On parle de dossiers spéciaux, de dossiers de grande envergure quand on évoque votre bureau… Que cela signifie-t-il concrètement ?
Pour les dossiers de fraude, par exemple, on va avoir plusieurs personnes impliquées. Ça fait en sorte que le crime ne sera pas facile à analyser dans la mesure où il y a un partage des rôles. Et puis, on ne voit pas nécessairement tout le monde sur le terrain.
Dans ce type de dossiers, on fait face à des stratagèmes qui sont méconnus, les criminels ont beaucoup d’imagination. On a aussi une preuve qui est extrêmement volumineuse avec une analyse qui se veut complexe. Ça prend des outils et une méthodologie spécifique.

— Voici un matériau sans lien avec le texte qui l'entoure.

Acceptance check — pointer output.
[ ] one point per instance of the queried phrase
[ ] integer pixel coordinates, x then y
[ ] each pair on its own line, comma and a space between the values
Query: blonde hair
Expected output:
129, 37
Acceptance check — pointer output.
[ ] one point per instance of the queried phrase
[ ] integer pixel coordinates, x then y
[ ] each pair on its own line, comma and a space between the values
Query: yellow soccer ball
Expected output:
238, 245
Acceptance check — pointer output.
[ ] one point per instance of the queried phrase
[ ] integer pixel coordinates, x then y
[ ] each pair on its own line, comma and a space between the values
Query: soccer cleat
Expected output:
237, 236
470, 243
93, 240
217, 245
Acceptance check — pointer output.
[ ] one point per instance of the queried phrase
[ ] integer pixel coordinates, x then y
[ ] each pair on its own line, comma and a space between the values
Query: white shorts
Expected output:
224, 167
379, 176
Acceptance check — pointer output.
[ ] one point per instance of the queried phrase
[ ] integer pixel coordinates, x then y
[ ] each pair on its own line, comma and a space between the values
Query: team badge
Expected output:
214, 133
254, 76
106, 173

À quel type de criminalité êtes-vous confronté ici au Québec?
On retrouve les crimes économiques, la cybercriminalité avec les vols de données… Ce sont des crimes où il est plus difficile d’atteindre directement les personnes responsables. Ça prend des techniques d’enquêtes qui sont plus novatrices et une compréhension des preuves techniques.

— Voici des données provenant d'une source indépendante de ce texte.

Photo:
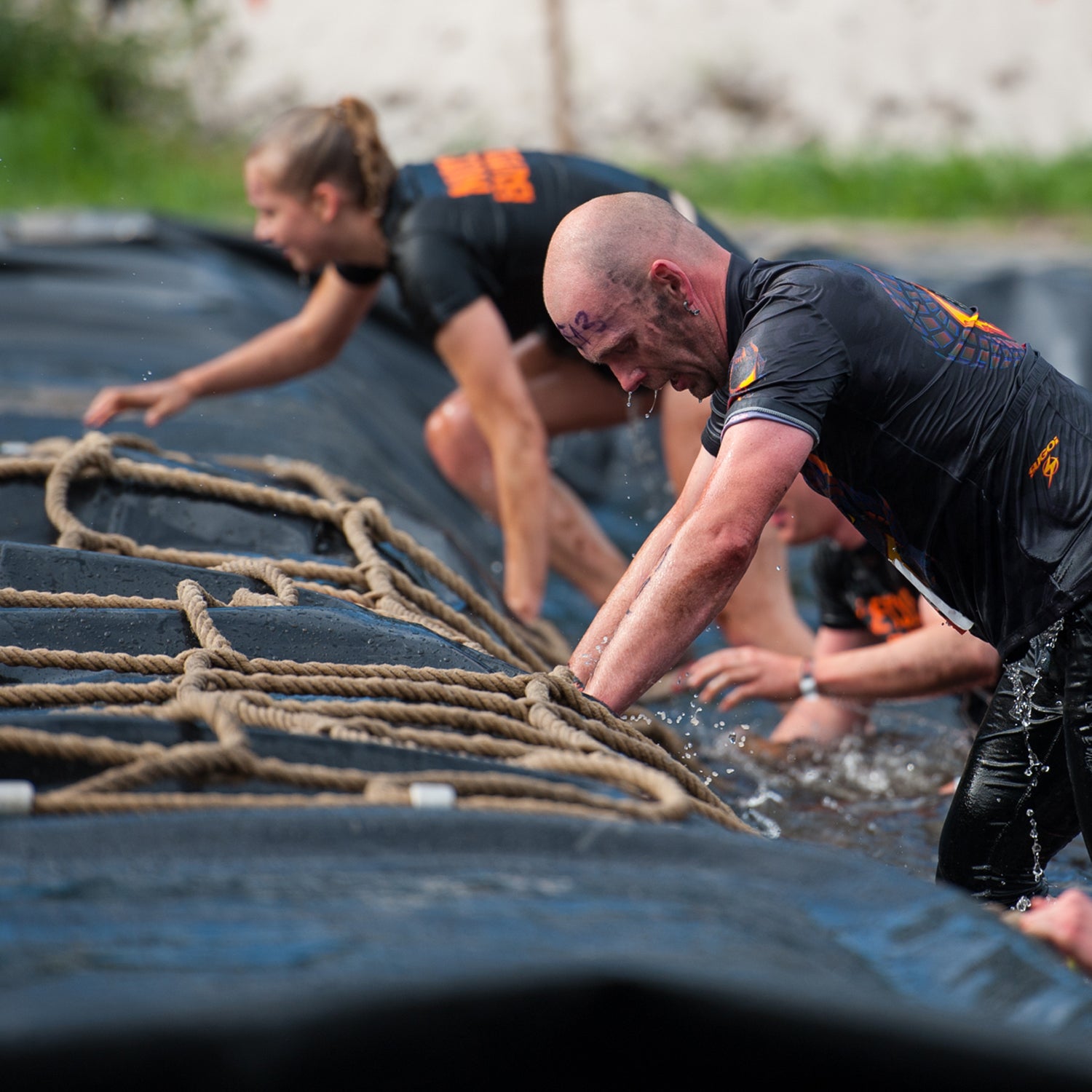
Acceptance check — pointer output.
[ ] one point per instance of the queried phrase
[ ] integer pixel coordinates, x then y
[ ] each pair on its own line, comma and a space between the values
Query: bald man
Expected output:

Dans les crimes organisés, on a aussi les dossiers de stupéfiants. Ce sont des dossiers où il est très difficile d’atteindre les têtes dirigeantes. Il faut nécessairement s’adapter durant l’enquête et faire des démarches qui font en sorte qu’on est capable de faire réagir les têtes dirigeantes. C’est pour ça que notre rôle en conseil et en assistance auprès des policiers est fondamental.
Quand on parle de dossiers d’envergure, on fait souvent référence à des questions de droit novatrices. Auriez-vous un exemple ?
Tout ce qui concerne la question des crypto-monnaies par exemple. De nos jours, les criminels sont plus connaisseurs que jamais sur cette façon de cacher l’argent. Pour se mettre à jour juridiquement, il faut avant tout se mettre à jour techniquement. Ça nécessite de faire des formations et d’aller lire sur le sujet.
Quel est l’un des principaux défis que vous rencontrez dans votre travail?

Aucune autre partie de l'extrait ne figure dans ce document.